Binchester Roman Fort gives you an insight into what life was like for the Romans in County Durham.
Explore the impressive remains of a Roman bath house with its amazing 1,700 year-old under floor heating system. Find out why taking a bath in Roman times was about more than just getting clean! Walk in the footsteps of the soldiers around the remains of the Commander's House - see if you can find the beast of Binchester among the ruins.
Binchester Fort is in the centre of County Durham, approximately one and a half miles north of Bishop Auckland. Car parking is available on-site and the fort is signposted from the A690 Durham to Crook road, from A688 Spennymoor to Bishop Auckland road, and from Bishop Auckland town centre. Alternatively, the fort is a scenic 20 minute walk along the banks of the River Wear from Bishop Auckland market place.
Excavations are open to visit during June, July and August.
Visits by groups and school parties may be available outside these dates by prior arrangement.
Note: Assistance Dogs only allowed on site.
Roma Antiqua set-up camp to demonstrate life in the Roman Army - see for further information.
Roma Antiqua and the cavalryman Barbaratus regroup at Binchester to give the final demonstration of the year of Roman weaponry and fighting skills
Roma Antiqua is joined by elements of other units of the Roman Army, including the expert cavalryman Barbaratus, to repel attacks by the enemies of Rome. See demonstrations of archery, slingstaffs, and firing of the full-size replica of the artillery catapult known as the "ballista".
Visit the tented encampment of Roman soldiers and civilian traders and artisans. See finds from the current excavations and take a guided tour of the excavations and see the impressive Roman buildings.
Binchester was once the largest Roman fort in County Durham. A small part has been excavated and is open to view and to visit. However, most of the fort and the remains of the nearby civilian settlement still lie buried in the surrounding fields.

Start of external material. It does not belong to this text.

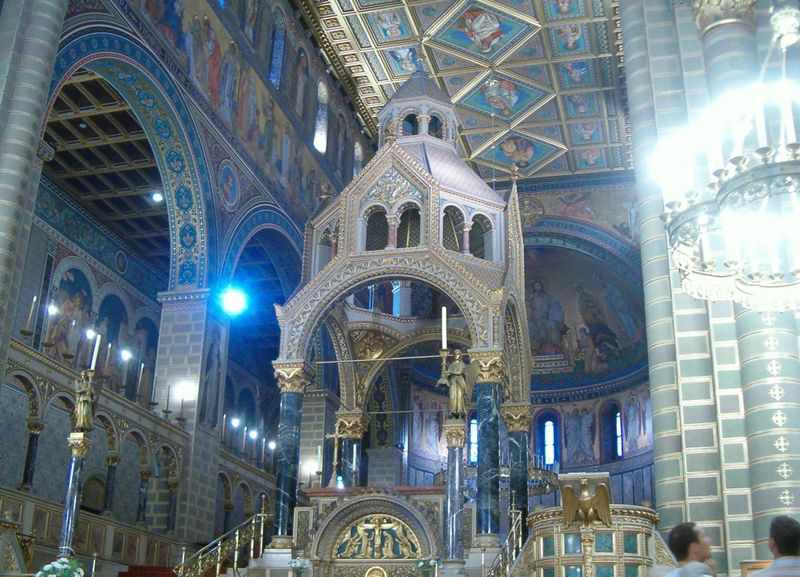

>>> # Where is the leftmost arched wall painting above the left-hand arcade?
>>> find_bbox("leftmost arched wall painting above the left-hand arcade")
[44,268,92,361]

Binchester Fort was built in the second half of the first century AD, when the Roman army was asserting its power in the North East of England. Originally, the fort was built in wood: when the Romans knew they would be in the area for a long time, it was rebuilt in stone. The soldiers in the fort didn't come from this area, they came from all over the Roman Empire. We know that a cavalry unit from Spain was here in the 2nd century AD and that a unit originally made up of Dutch tribesmen was here in the 3rd century AD.
Binchester excavation project 2009-2015 is a programme of excavation which started in June 2009. This is a joint project with our partners at Durham University, Stanford University (California), and the Architectural and Archaeological Society of Northumberland and Durham. Part of the project includes a phase of public excavation which runs throughout late June to mid-July each year to which anyone can apply - assuming the funding is available. Follow the link above to the web page where you will find application details.

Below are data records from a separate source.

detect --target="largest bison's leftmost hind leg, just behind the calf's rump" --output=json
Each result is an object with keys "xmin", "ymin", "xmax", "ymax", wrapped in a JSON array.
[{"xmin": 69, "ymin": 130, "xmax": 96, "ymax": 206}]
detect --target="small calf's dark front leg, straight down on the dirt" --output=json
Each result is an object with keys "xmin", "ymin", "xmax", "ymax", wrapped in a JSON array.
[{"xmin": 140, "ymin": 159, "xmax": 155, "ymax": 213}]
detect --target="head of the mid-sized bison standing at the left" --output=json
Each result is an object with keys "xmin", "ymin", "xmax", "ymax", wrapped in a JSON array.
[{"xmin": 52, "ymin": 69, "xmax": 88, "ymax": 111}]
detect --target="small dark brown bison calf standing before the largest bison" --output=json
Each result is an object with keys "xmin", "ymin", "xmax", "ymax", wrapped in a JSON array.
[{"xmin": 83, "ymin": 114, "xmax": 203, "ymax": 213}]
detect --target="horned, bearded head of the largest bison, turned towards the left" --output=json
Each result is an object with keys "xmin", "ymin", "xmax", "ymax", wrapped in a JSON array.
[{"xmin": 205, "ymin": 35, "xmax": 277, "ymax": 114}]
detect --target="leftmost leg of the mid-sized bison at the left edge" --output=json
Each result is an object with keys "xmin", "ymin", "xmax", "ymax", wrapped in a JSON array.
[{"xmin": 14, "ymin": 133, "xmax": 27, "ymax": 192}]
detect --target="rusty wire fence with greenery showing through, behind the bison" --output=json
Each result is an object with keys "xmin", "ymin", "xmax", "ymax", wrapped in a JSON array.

The site has been specially laid out with level access for people in wheelchairs and those with prams. An accessible toilet and parking bays are provided. The site has a shop, toilet and limited refreshment facilities.
Unfortunately dogs are not permitted on site apart from Assistance Dogs.
A school room, workshop activities and guided tours can be pre-booked in advance for school groups and small parties (up to 50).